The alternatives now up for analysis include hard caps with a variety of options. Those include apportioning a cap between the western and central Gulf of Alaska fisheries, apportion the limit by type of vessel, allowing only part of the limit to be taken early in the season and having a separate limit for the rockfish program. Several suboptions will also be considered, including apportioning the limit based on either historic chinook catch or historic total catch, and various specifications for a limit in the rockfish program.
Campbell said she realized that hard caps are far from an ideal way to control prohibited species catch, but that those tools are farther down the road, and it isn’t responsible to have fisheries with unlimited potential for chinook mortality.
“We have stocks of salmon that are highly valued by fishing communities, we have fisheries that have a potential for unlimited mortality on stocks at a time when there’s great uncertainty about the ability of those stocks to support high levels of mortality, and we have a requirement under the natural standards to minimize bycatch to the extent practicable and also to minimize the adverse affects in our action on fishing communities,” Campbell said.
Council member Duncan Fields offered the amendment, which the council approved, to add the suboption to look at apportioning based on historical harvest in addition to looking at apportioning based on historic prohibited species catch.

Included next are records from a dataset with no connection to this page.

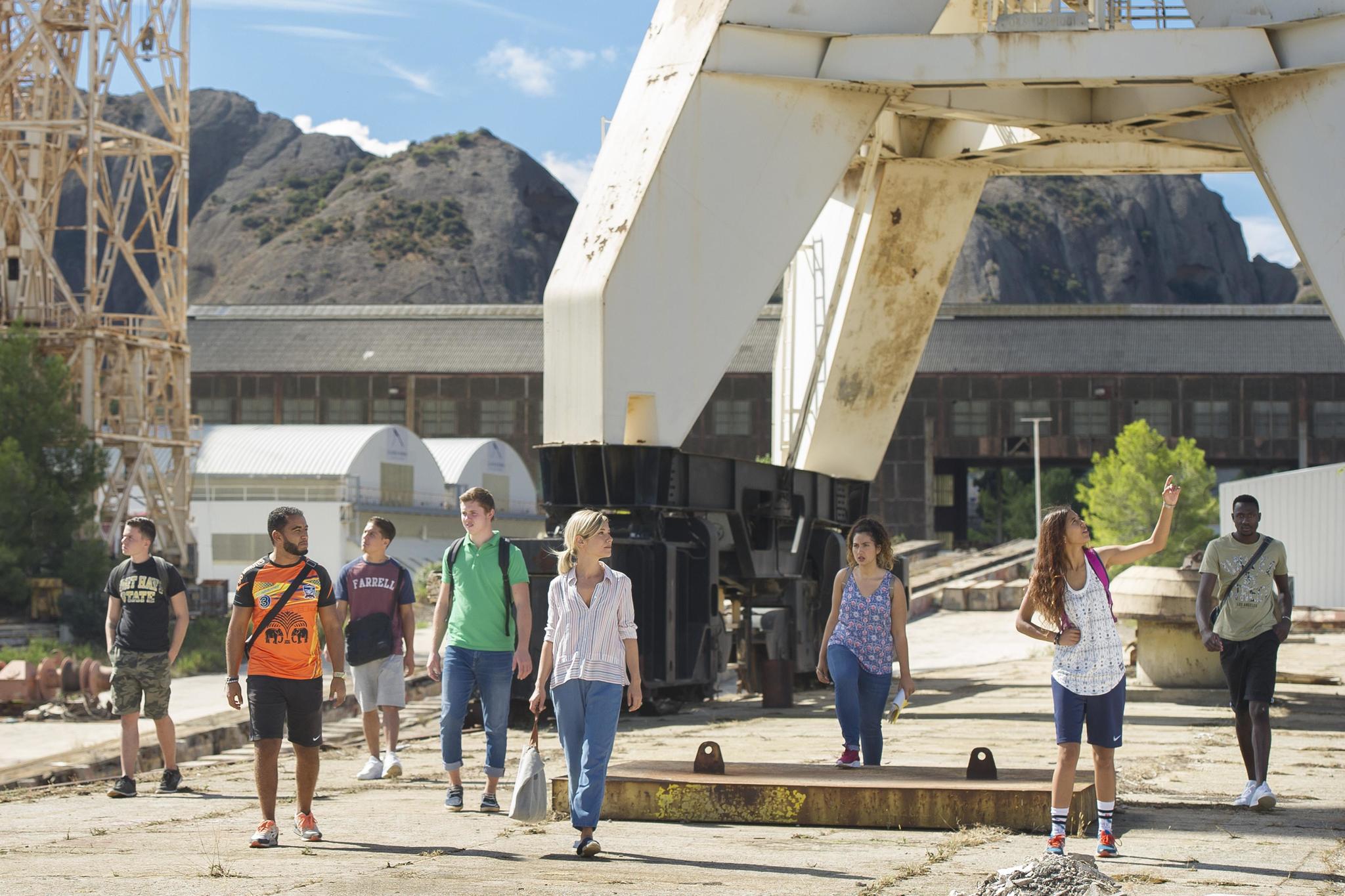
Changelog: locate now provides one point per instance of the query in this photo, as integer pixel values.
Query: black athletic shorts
(273, 702)
(1250, 668)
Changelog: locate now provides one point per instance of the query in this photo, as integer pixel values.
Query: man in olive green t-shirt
(1247, 633)
(481, 652)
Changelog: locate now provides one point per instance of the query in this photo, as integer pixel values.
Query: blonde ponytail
(583, 524)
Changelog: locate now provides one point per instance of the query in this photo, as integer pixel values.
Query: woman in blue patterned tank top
(868, 621)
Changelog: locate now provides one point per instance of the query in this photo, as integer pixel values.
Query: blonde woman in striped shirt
(590, 652)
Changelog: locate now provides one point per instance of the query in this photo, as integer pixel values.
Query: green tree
(1122, 494)
(49, 471)
(1007, 503)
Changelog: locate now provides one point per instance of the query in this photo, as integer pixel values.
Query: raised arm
(1118, 555)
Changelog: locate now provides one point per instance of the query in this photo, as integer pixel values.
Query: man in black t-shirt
(142, 590)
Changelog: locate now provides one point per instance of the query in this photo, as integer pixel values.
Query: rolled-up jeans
(490, 672)
(585, 719)
(861, 698)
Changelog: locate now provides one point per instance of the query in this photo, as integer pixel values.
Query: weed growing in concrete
(946, 849)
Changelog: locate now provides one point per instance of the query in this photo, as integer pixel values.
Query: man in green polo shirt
(481, 651)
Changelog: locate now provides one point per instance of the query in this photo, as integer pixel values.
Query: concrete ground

During discussion, council member John Henderschedt questioned the method of dividing a prohibited species cap amongst sectors, rather than calculating everyone’s needs and adding them together.
“Trying to use division to do this is just, is not the best way to be doing this,” Henderschedt said.

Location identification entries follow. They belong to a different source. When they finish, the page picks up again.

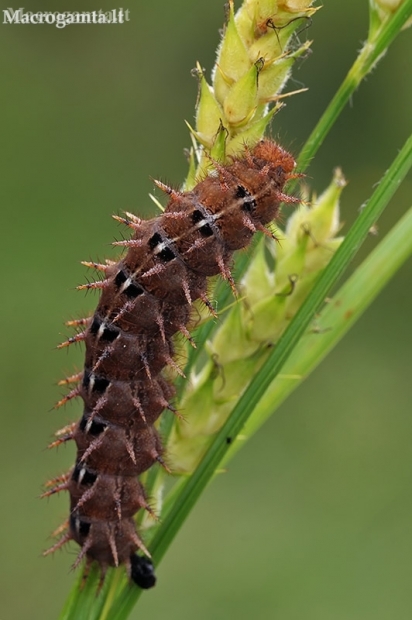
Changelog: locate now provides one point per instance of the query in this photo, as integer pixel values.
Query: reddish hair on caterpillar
(146, 298)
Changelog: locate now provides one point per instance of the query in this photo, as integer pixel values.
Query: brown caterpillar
(146, 298)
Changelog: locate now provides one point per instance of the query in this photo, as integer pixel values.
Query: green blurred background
(314, 518)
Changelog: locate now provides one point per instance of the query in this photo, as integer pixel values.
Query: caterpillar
(146, 298)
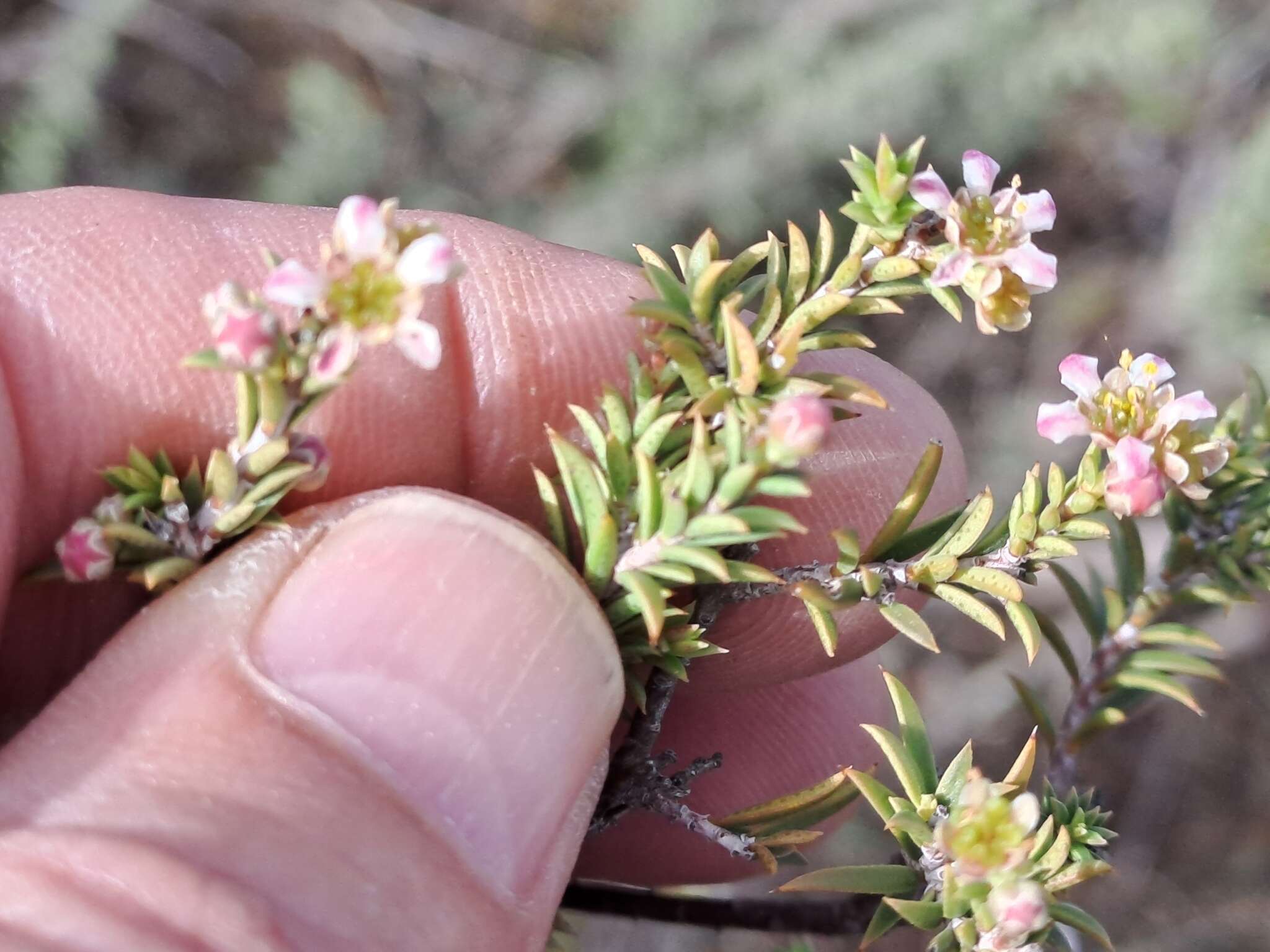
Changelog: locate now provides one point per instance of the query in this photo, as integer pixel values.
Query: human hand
(384, 728)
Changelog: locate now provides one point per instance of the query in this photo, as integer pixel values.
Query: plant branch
(843, 917)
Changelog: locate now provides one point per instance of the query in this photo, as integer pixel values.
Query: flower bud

Council chair Eric Olson disagreed.
“Well, if there was enough fish to provide for the sum of all the needs there would be no problem here,” Olson said. “The problem is we don’t have enough fish. And so now we have to find a way to use division to get there.”

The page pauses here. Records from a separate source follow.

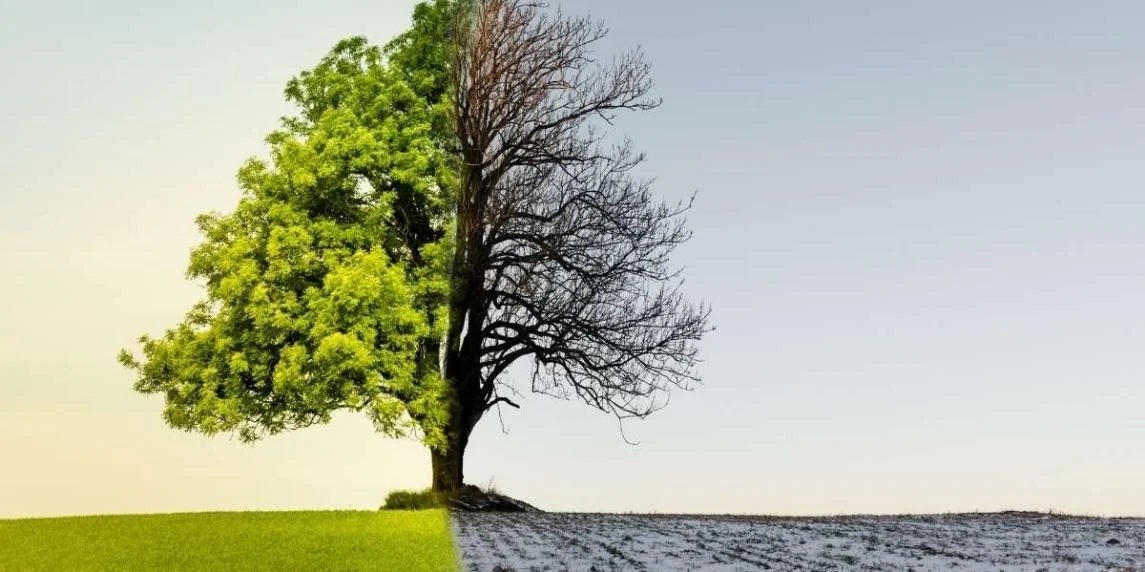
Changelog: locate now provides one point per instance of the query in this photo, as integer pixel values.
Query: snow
(554, 541)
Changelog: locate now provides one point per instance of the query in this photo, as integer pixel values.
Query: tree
(439, 211)
(326, 287)
(561, 253)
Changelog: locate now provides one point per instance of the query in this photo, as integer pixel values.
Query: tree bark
(448, 463)
(448, 468)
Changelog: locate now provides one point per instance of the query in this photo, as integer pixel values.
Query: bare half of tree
(562, 252)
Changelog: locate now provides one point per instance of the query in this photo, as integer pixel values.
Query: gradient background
(918, 224)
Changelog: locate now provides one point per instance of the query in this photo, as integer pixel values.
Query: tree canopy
(325, 286)
(437, 211)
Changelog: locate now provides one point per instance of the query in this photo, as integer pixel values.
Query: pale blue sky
(918, 225)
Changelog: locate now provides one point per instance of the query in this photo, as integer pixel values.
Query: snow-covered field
(502, 542)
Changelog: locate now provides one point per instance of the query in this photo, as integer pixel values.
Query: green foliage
(325, 287)
(413, 500)
(233, 541)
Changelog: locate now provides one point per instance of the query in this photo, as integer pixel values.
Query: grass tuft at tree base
(416, 541)
(413, 500)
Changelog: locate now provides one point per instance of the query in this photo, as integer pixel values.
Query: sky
(918, 225)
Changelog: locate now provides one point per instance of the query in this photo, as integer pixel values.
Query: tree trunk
(448, 470)
(448, 463)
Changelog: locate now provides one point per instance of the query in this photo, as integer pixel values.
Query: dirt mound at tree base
(472, 499)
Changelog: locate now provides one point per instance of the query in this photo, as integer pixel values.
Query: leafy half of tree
(437, 211)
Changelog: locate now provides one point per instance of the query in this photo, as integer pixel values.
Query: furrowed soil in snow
(503, 541)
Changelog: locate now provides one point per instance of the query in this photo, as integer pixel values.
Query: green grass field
(233, 541)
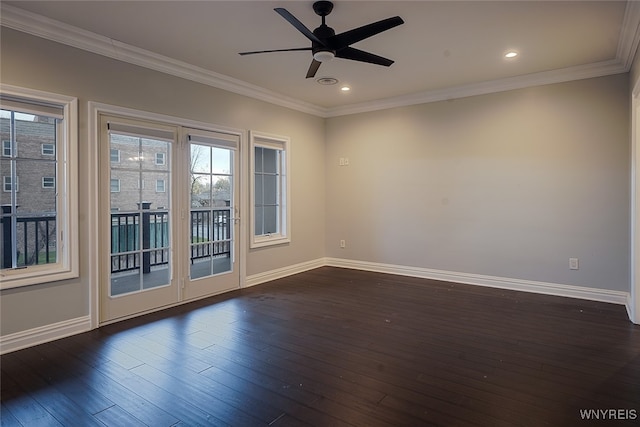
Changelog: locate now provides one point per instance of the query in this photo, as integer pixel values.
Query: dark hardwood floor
(333, 347)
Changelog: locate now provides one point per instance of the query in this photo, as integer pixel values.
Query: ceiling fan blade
(362, 56)
(350, 37)
(274, 50)
(313, 68)
(299, 25)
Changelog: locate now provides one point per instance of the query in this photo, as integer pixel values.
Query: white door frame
(92, 220)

Glenn Merrill, sitting in for National Marine Fisheries Service Alaska Region Administrator Jim Balsiger, said the agency is always supportive of reducing bycatch, but would need to find ways to address enforcement and management issues before they can support final action on the alternatives.
The council is also working on a way to provide more bycatch tools in the Gulf through rationalization, or allocating fishing privileges to eliminate the race for fish, but such a package is far from being ready for action.
The council heard significant public testimony on the action, including those who wanted the smallest cap the council is considering, and those who don’t think the plan is ready to move forward.
John Gauvin said he thought divvying up the prohibited species cap could make compliance more difficult, but that those participating in the fishery want to limit their take of those fish.
“I think the fleets do want to do better,” Gauvin said.
Julie Bonney from the Alaska Groundfish Data Bank said that organization did not support moving forward immediately, and wanted to see the trawl fleet gain tools to comply with bycatch before moving on with caps. She also said stock identification information was needed to better understand what is being caught and the impact the fleet has on the fishery. Those things would help them support an effort, she said.
“This isn’t the action to get us there,” she said.
Homer fishermen Pete Wedin said that while there are many unknowns about what’s happening to salmon, wasting chinook is definitely an issue.
“Many small boat fishermen throw up their hands and say that the corporations that exploit these large fisheries are too big to fight, too big to fail. In the case of chinook salmon in the Gulf of Alaska, these iconic fish are in short supply.”
For Bering Sea chum bycatch reduction, the council opted to ask industry for a plan outlining how they could work within the existing chinook incentive plan agreements, or IPA, rather than continue work on the current options. IPAs took effect in 2011 for the Bering Sea pollock fisheries and allow a larger share of the chinook salmon cap in exchange for vessels taking additional steps to minimize bycatch.
The council discussed the difficulties of balancing chinook and chum protections for western Alaska extensively, and also heard from staff that the alternatives they had in front of them might not make a sizable difference in chum escapement.
Quantifying the impact of chum bycatch on area fisheries is difficult, in part, because genetic identification work so far hasn’t been able to separate out various river systems within western Alaska.